ST Format


Their Finest Hour: The Battle Of Britain

Author: Andrew Hutchinson
Publisher: Lucasfilm Games
Machine: Atari ST

 
Published in ST Format #15

Their Finest Hour: The Battle Of Britain

If your idea of a lazy Sunday afternoon includes a distended gut from overeating, a mug of coffee and a black and white war film on BBC2 then you should enjoy Lucasfilm's latest creation. Their Finest Hour is an extremely comprehensive multi-aeroplane flight simulator set in 1940. The game covers the Battle of Britain from both sides of the conflict, British and German.

You decide what kind of game you want to play; training flights, combat flights, custom missions and entire campaigns can be flown.

The training option enables you to become familiarised with the plane and enter into combat situations straight from the menu. The type of training flight you engage in depends entirely on the plane you've chosen to fly. Options include flying Spitfires and Hurricanes with the R.A.F. or Messerschmitts, Junkers and Dorniers for the Luftwaffe. Sorties include strafing foreign runways or shooting down circling enemy planes.

Their Finest Hour: The Battle of Britain

The combat options are similar to the training runs except they're historically accurate. You can bomb French, German or British factories knowing that this really happened in WWII.

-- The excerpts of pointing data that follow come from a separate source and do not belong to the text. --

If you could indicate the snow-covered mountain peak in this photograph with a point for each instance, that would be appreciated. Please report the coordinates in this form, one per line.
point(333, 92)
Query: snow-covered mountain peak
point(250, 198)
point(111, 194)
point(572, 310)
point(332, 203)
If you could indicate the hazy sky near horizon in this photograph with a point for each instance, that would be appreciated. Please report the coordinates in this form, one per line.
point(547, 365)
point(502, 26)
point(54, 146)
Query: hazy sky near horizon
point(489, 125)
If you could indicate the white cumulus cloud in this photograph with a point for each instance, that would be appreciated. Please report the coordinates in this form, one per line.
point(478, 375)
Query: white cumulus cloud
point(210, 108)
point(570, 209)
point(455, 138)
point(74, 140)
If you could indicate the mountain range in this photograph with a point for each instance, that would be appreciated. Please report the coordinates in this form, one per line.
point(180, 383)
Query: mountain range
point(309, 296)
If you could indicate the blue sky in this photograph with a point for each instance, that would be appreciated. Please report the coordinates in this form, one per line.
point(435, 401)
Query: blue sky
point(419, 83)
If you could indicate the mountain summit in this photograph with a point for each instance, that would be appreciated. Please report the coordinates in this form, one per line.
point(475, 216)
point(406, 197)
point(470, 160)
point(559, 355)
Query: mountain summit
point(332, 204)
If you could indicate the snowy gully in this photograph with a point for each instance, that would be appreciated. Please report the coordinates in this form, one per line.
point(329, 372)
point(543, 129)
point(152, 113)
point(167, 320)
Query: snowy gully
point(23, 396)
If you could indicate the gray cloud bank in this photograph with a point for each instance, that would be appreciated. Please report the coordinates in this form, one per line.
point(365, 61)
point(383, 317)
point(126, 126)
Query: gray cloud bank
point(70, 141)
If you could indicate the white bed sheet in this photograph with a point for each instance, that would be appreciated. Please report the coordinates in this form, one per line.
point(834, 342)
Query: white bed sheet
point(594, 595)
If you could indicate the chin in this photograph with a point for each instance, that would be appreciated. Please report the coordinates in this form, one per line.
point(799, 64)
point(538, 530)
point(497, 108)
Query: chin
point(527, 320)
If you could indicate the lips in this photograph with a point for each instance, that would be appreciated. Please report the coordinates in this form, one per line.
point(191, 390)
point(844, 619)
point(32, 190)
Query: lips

The option with greatest scope is the Campaign option. This enables you to change the course of history - for example by winning the Battle of Britain for Germany! You fly 25 missions and have complete control over the flight group, the plane types, the number of planes, the formation and the flight plan.

All you need now is a large map, 30 girls wearing khaki with clipped BBC accents, some huge bowl-shaped headphones and a few wooden rakes to create your very own fighter control.

Effects

Their Finest Hour: The Battle of Britain

The graphics are superb! The cockpits are faithful replicas of the originals and your field of vision is the same as you'd see in a real plane. By pressing the appropriate key on the numeric keypad you can change your viewpoint. If you're in a bomber you can sit in the rear gunner's seat and really surprise a few Junkers.

Control of the planes is fairly easy and thankfully you can't do stupid things like 3D negative rolls or cartwheels across the ground. Pointing the nose too high leads to a warning message saying you're about to stall. If you get shot up and decide to bail out a nice graphic of your plane plummeting earthwards greets you just to rub in the facct that you've destroyed the thing.

Sound is dull, but then over the top sound would have blown the feel of the simulator.

Verdict

Their Finest Hour: The Battle of Britain

This game has enough depth to warrant returning to it again and again. If all you want is a quick dogfight then you can carry out a training flight and if you want to play one game for a month then the campaign option is there.

Their Finest Hour successfully recreates the gritty realism of the 1940s. These spitfires don't come equipped with Sidewinder missiles or electronic counter measure circuitry, they just have a couple of side-mounted machine guns. In order to shoot down a German you really need to engage in combat; none of this sissy lock-on and fire type combat, buy a real plane to plane dogfight.

Their Finest Hour just oozes quality, depth and exciting gameplay and more than justifies its 30 quid price tag.